The Theory of the Diligent Student (Thou shalt attend school)

You can (not) go to school

For as long as I can remember young fictional protagonists with the mission to complete their academic duties have been rigorously attending school despite all odds. Hindered by implausible situations, aliens, nude characters that appear in one’s room because clothing doesn’t travel well between dimensions, and fantastic formidable foes illegally visiting the planet from unknown worlds because one dimension is not enough, the path to successfully graduate is nothing short of problematical and arduous one.

The fabled day comes. The dilemma then presents itself one day as the student’s academic resolution is tested. The question is, live or attend school. At first sight the answer requires no second thought to the average person but to the anime main character and the like the correct answer greatly differs from that one.

On one hand there is prioritizing the main character’s well being, on the other there is successfully continuing an almost flawless record of attended school days. The answer is then logical. To attend school is the answer.

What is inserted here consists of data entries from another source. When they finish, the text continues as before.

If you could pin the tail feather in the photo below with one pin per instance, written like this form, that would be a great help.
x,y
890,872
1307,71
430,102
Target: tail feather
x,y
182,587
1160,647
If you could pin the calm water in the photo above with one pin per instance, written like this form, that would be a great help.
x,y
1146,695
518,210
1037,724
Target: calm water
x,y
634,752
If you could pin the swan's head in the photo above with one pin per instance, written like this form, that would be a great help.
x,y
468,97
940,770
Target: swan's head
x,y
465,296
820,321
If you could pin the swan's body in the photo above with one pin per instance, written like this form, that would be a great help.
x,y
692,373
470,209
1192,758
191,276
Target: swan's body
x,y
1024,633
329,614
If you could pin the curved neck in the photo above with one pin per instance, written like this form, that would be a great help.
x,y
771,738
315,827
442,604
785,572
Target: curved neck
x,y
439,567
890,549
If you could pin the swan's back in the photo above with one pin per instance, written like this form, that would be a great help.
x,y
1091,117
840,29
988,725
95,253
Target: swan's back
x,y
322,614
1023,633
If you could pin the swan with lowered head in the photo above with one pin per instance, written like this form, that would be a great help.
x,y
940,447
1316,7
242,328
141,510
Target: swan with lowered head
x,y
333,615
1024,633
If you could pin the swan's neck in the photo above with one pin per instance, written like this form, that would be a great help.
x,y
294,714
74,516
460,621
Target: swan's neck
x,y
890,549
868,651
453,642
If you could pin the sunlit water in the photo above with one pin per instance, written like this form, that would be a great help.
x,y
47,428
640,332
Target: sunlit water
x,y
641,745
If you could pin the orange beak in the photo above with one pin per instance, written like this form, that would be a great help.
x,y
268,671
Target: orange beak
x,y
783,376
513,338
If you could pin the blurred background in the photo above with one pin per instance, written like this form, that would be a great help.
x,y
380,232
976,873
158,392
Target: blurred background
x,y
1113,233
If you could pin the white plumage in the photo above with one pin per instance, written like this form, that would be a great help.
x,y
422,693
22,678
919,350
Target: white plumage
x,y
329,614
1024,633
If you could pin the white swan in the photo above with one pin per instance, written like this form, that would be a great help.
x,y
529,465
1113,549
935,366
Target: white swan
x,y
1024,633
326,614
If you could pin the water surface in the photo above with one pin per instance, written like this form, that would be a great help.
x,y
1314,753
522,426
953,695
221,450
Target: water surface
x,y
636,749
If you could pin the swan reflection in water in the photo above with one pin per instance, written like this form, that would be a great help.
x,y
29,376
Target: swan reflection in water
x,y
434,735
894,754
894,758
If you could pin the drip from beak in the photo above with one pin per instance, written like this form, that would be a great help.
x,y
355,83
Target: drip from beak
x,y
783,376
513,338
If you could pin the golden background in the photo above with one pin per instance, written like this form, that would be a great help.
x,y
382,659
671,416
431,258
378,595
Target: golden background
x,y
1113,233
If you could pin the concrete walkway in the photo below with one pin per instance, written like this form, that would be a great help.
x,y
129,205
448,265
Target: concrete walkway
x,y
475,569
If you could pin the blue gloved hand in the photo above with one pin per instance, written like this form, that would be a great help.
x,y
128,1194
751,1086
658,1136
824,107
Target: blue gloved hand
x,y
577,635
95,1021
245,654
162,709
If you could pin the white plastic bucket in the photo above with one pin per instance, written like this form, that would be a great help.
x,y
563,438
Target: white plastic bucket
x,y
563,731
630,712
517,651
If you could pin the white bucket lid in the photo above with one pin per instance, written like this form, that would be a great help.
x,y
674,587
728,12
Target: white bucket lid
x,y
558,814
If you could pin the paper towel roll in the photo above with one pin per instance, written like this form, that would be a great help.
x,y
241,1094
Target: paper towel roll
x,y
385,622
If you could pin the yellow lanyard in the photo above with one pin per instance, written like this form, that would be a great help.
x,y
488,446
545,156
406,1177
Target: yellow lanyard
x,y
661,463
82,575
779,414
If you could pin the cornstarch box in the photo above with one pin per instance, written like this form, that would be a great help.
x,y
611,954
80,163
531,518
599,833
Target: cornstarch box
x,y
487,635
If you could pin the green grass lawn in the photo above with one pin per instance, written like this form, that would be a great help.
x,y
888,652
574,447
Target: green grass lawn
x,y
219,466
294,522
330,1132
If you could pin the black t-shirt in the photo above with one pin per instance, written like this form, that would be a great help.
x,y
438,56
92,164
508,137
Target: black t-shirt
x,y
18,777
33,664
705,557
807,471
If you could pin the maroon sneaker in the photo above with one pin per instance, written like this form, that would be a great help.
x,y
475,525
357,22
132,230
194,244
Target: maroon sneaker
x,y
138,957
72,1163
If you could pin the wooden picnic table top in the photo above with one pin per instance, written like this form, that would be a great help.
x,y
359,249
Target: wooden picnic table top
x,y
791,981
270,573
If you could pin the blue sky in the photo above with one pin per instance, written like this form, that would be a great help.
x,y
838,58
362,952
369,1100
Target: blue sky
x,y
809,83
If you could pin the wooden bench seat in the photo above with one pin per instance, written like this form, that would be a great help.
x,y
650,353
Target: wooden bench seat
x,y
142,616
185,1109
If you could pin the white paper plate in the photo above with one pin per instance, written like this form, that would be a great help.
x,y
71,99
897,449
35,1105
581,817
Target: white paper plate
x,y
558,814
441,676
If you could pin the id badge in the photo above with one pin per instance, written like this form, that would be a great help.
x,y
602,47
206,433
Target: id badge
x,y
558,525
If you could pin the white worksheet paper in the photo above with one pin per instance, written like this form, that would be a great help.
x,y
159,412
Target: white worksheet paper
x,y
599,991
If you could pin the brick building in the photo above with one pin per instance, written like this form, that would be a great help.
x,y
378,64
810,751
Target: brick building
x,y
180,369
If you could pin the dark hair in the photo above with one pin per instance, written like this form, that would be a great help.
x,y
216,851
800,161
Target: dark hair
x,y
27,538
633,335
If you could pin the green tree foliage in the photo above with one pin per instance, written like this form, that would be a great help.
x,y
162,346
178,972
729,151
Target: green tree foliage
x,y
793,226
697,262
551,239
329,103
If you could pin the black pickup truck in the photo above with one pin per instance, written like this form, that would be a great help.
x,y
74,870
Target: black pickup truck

In spite of what would be considered a rational the course of action, to attend school as if nothing at all has drastically changed in the protagonist’s world is the most frequent course of action in most stories, generally speaking. One of the many unspoken sacred laws is one which the protagonist ought to uphold despite his life depending on it – as it is commonly the case – is to diligently continue one’s academic career.

Long gone is the idea of yearning to skip school because of sudden lethargy or faking a cold like any student ever ineffectively attempts. Such methods are reserved when the situation becomes impossible to handle, used only past beyond the only presence of danger. The protagonist simply has to attend school. Despite staying at home and forming a tactical strategy to increase the odds of making it through the story without suffering impending doom, even if it is for a few days, being quite sound of a decision the actual action taken is to not disrupt the normal order of things. The plan is downplayed, oftentimes plain rejected. It can’t be done because the situation is manageable.

There is hardly a valid reason to not attend school for more than a few days. A day would be fine though rarely the first day the bizarre occurrences transpire, but two, a week, to skip a whole semester because the character’s life is in danger. Denied. Impossible. Heresy.

Staying at home is greatly downplayed as a viable option in most scenarios placing greater emphasis on the protagonist pushing the limits by diligently attending school regardless of the complicated incidents surrounding his or her new world. The emphasis is then placed in a story that normally moves forward to make the protagonist continue the same usual lifestyle regardless of the circumstances.

The idea defies common sense but is the most popular route a story takes generally speaking in which attending school then later entertaining the idea of not attending for a few days, is a fundamental duty that cannot be ignored be that or not the initial intention of the student.